Still Growing, But Not All In Sync

After accelerating in sync during 2017 national economies are diverging in 2018, with many showing slower growth. Still, global growth in the aggregate will move up a bit. The International Monetary Fund (IMF) estimates that global real GDP will be up 3.9% in 2018, 0.2 percentage points more than in 2017. The U.S. economy has broken away from the developed country pack. Developed country growth is expected to average 2.4% in 2018, but AMG anticipates U.S. real GDP growth will be 2.9%.

The U.S. economy grew an annualized 4.1% in the second quarter. Growth of final demand was actually stronger, 5.1%. A steep decline in the volume of additions to inventories cut the amount of domestic output needed to meet demand growth by a full percentage point. However, that was offset by a surge in exports that were apparently shipped to beat the potential imposition of tariffs.

Annual inflation recently exceeded 2.0%—the target of the Federal Reserve (Fed). Yet the Fed maintains its policy of gradualism. In July it made its second 25 basis point rate hike of the year, and policymakers anticipate only two more increases before year end. Liquidity remains plentiful, financial assets are priced near their highs, and there is little stress in the financial system.

What’s Important

  • “Trade War” Risks Ease, but Have Not Disappeared — New U.S. tariffs and retaliatory tariffs imposed by affected countries so far will have minimal impacts. Additional tariff threats and counter measures are more serious, but still not catastrophic. Encouragingly, the Trump Administration has agreed to conduct negotiations with affected foreign countries, but favorable outcomes are not certain.
  • The Economy Continues to Run Hot — The growth of output exceeds the rate of growth of the economy’s effective productive capacity. This will further drive down the unemployment rate, exacerbate labor shortages and push inefficient resources back into use. The nascent acceleration in wage and price inflation will intensify.
  • The Fed May Yet Move up the Pace of Interest Rate Increases — Fed policymakers are trying to plot a policy path that neither overstimulates the economy nor shuts down the expansion. This will not be easy. If inflation picks up further, it would not be a surprise to see Fed policy turn tighter, faster.
  • Recent Calm In The Financial Markets Is Temporary — U.S. equity market prices have returned to roughly the same level as of late January, and fixed income markets have been relatively quiet with volatility declining into August. Strong corporate profits will provide near-term support for equities, but accelerating inflation and rising interest rates suggest increased future price volatility.

Looking Ahead

Real GDP growth of 4.1% will not be maintained, but the growth outlook for the U.S. economy remains quite positive. Fiscal policy is providing a boost to economic growth with tax cuts and increased government purchases that will last well into 2019. Consumers are in great financial shape: jobs are plentiful and wage growth is accelerating, while household leverage and debt service requirement are low relative to both household assets and disposable income. Businesses will be increasing capital spending just to catch capacity up with sales as well as replace worn and obsolete items.

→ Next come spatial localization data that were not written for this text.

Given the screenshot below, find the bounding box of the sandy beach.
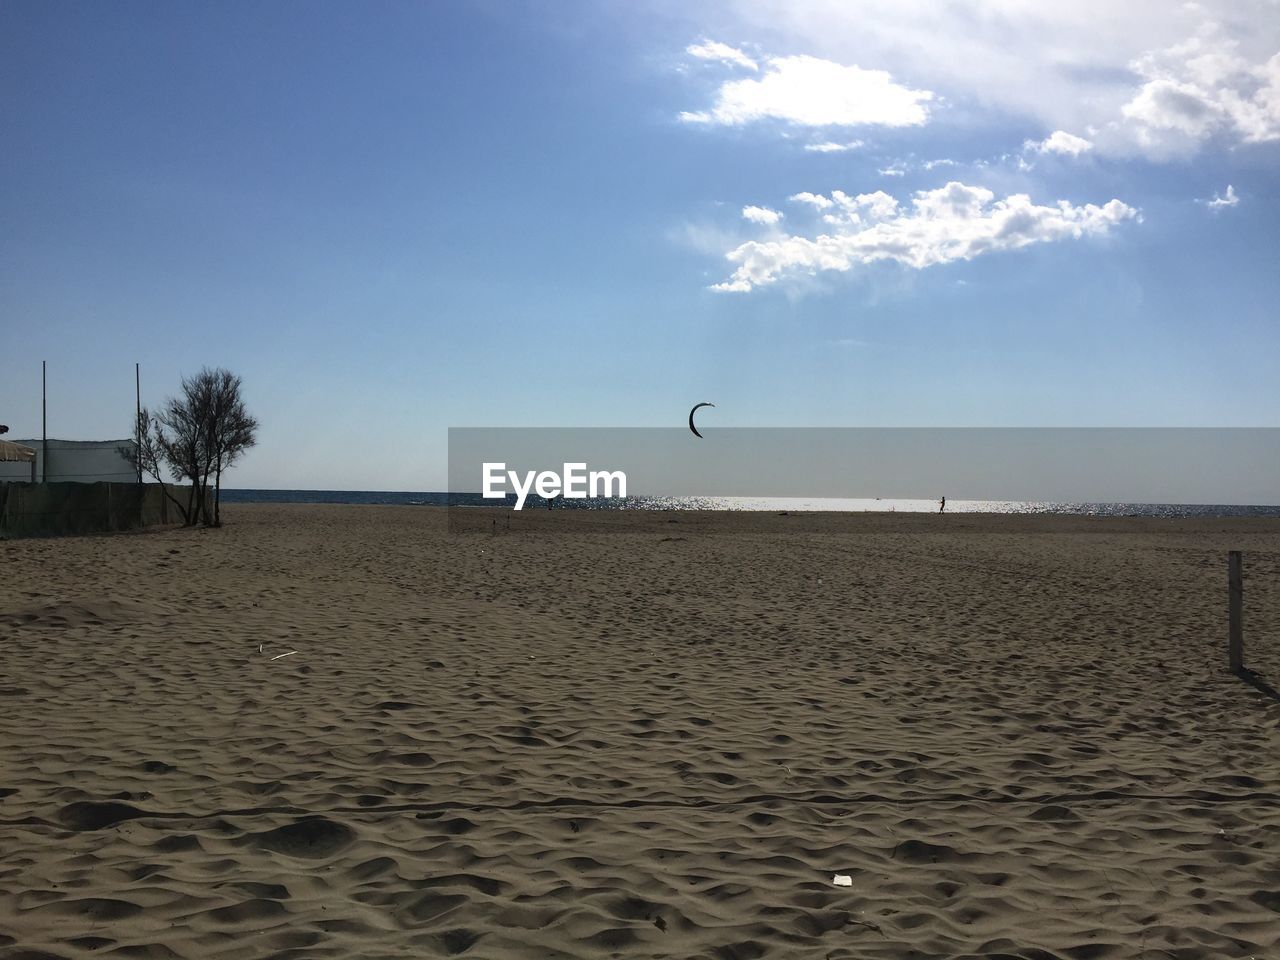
[3,504,1280,959]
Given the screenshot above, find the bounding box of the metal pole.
[1228,551,1244,674]
[42,360,47,483]
[135,362,142,483]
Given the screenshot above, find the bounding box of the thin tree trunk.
[214,459,222,527]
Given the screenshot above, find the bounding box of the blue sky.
[2,1,1277,489]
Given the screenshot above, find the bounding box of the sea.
[219,490,1280,518]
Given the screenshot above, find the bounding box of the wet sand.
[3,505,1280,959]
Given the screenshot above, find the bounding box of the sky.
[2,1,1278,490]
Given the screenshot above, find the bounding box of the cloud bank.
[696,1,1280,157]
[712,183,1138,291]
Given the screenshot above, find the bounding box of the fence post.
[1228,550,1243,674]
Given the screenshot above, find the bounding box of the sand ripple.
[2,506,1280,958]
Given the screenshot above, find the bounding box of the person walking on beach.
[939,496,946,514]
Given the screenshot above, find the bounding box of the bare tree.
[156,374,213,525]
[120,368,258,527]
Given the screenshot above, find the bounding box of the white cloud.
[1202,183,1240,208]
[815,189,901,224]
[804,140,864,152]
[1026,130,1094,156]
[688,2,1280,156]
[681,51,933,128]
[687,40,758,71]
[877,163,907,177]
[1123,80,1220,140]
[788,191,835,210]
[742,204,783,224]
[711,182,1138,292]
[1120,33,1280,150]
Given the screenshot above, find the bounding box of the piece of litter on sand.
[833,874,853,887]
[269,651,298,661]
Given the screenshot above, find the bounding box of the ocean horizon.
[219,489,1280,517]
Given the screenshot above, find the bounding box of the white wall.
[0,439,138,483]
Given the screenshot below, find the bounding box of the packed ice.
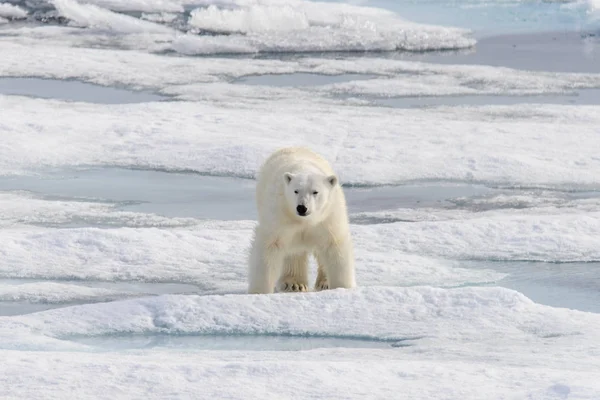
[1,0,600,398]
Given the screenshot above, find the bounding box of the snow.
[362,211,600,262]
[0,281,126,303]
[0,222,504,289]
[0,2,27,19]
[35,0,476,54]
[4,41,600,97]
[183,1,475,53]
[77,0,186,13]
[352,191,600,222]
[1,350,599,399]
[0,192,197,228]
[1,287,600,398]
[329,0,600,34]
[318,63,600,97]
[565,0,600,19]
[2,94,600,188]
[52,0,174,33]
[7,286,599,343]
[2,39,600,187]
[1,0,600,397]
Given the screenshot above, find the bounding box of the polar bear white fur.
[247,147,356,294]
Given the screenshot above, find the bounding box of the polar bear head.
[283,172,338,220]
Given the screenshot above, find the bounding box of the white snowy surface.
[52,0,174,33]
[25,0,474,54]
[1,347,598,400]
[5,286,599,344]
[1,197,598,293]
[74,0,187,13]
[1,286,600,398]
[2,94,600,188]
[3,42,600,97]
[0,2,27,19]
[0,221,505,289]
[183,0,475,53]
[352,193,600,224]
[318,64,600,97]
[1,1,600,398]
[362,212,600,262]
[0,281,126,303]
[566,0,600,18]
[0,192,197,228]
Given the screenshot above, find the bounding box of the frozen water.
[319,0,600,35]
[0,77,167,103]
[0,219,507,291]
[6,286,598,344]
[1,0,600,397]
[236,72,378,87]
[0,0,475,54]
[369,89,600,108]
[484,261,600,314]
[0,278,200,316]
[2,95,600,188]
[0,2,27,19]
[0,168,500,221]
[4,287,598,399]
[1,175,599,312]
[0,169,257,221]
[235,72,600,107]
[391,31,600,74]
[68,333,398,351]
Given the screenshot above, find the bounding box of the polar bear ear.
[283,172,295,185]
[326,175,338,187]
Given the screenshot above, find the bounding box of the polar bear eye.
[294,190,298,194]
[312,191,318,195]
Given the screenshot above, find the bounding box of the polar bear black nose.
[296,205,307,216]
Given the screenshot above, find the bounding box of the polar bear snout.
[296,205,308,216]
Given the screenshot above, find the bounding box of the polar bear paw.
[278,279,308,293]
[315,280,329,291]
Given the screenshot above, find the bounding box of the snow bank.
[5,42,600,97]
[363,212,600,262]
[352,191,600,222]
[0,281,125,303]
[0,3,27,19]
[1,285,599,398]
[0,222,504,289]
[318,63,600,97]
[1,348,599,400]
[0,192,197,228]
[52,0,174,33]
[1,94,600,188]
[9,286,598,341]
[181,0,475,53]
[78,0,186,13]
[16,0,473,54]
[1,204,598,289]
[1,200,596,297]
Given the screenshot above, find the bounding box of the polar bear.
[247,147,356,294]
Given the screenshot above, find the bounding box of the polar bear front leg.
[315,237,356,290]
[277,253,309,292]
[314,256,329,291]
[248,232,284,294]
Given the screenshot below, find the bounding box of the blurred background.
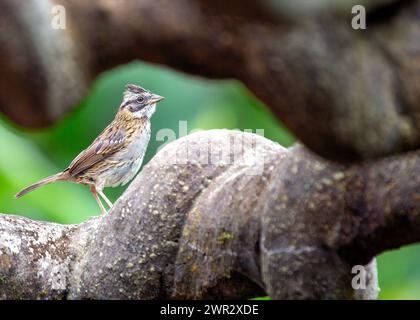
[0,61,418,299]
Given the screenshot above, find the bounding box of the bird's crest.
[125,84,147,94]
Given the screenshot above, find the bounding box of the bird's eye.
[137,96,144,103]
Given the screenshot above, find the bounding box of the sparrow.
[15,84,164,214]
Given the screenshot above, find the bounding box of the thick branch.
[2,130,418,299]
[0,0,419,161]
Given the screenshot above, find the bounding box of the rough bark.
[0,0,419,161]
[2,129,419,299]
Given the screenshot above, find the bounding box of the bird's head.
[119,84,164,119]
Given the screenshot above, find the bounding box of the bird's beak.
[150,94,164,104]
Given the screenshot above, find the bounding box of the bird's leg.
[98,190,113,208]
[90,186,107,214]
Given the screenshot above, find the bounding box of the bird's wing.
[68,125,126,177]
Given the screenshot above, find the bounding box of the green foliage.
[0,61,418,299]
[377,244,420,299]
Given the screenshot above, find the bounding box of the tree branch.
[0,0,419,161]
[2,129,418,299]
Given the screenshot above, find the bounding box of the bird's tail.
[15,171,67,199]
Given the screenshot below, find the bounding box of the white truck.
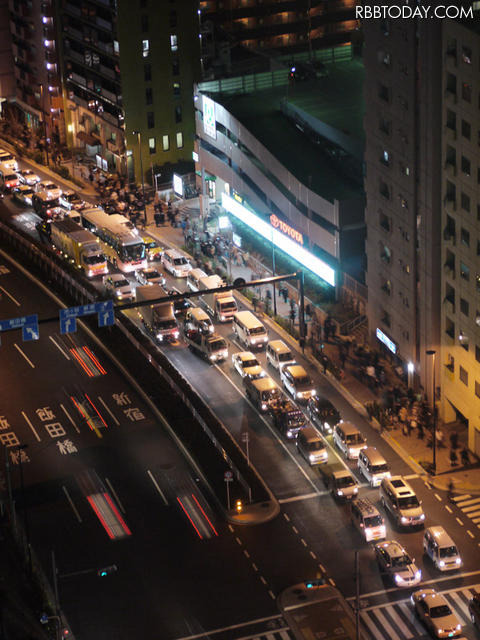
[50,218,108,277]
[198,275,237,322]
[136,285,179,343]
[184,329,228,363]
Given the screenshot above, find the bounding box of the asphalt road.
[2,162,480,640]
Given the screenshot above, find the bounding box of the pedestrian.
[305,303,312,320]
[89,171,94,183]
[281,287,288,303]
[449,448,458,467]
[321,354,328,374]
[447,479,454,500]
[450,430,458,450]
[417,422,424,440]
[460,446,469,466]
[436,428,445,448]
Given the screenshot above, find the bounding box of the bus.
[81,207,146,272]
[279,582,362,640]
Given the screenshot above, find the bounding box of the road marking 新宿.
[14,343,35,368]
[21,411,40,441]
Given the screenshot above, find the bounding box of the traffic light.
[236,500,243,513]
[305,578,324,589]
[97,564,117,577]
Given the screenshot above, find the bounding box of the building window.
[142,39,149,58]
[172,60,180,76]
[461,156,471,176]
[144,64,151,82]
[141,14,149,32]
[148,137,156,154]
[462,45,472,63]
[176,132,183,148]
[170,34,178,52]
[173,82,180,96]
[380,244,391,264]
[379,180,390,199]
[381,280,392,295]
[381,150,390,166]
[378,84,390,102]
[146,88,153,105]
[147,111,154,128]
[461,192,470,212]
[379,211,391,232]
[462,83,472,102]
[461,119,471,139]
[381,310,391,327]
[460,262,470,280]
[162,134,169,151]
[461,228,470,247]
[379,117,391,135]
[459,366,468,386]
[170,10,177,27]
[460,298,469,316]
[477,274,480,291]
[175,106,182,123]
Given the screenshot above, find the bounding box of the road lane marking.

On the downside, strong economic growth raises the specter of overheating, with the attendant problems of labor and capital shortages leading to runaway increases in wages and inflation. That is not an immediate issue, however, and if successful, the Fed’s gradual approach to tightening monetary policy may well achieve the intended soft landing for the economy.

Global economic and financial conditions are moving back toward normal, meaning greater diversity of results and higher volatility. Growth in advance economies is slowing largely because capacity limitations. Yet, growth remains robust. Prospects for emerging and developing economies are quite varied. Some may experience considerable disruptions as monetary policies turn tighter in major financial centers in the developed world. However, aggregate growth appears likely to move up marginally though 2019.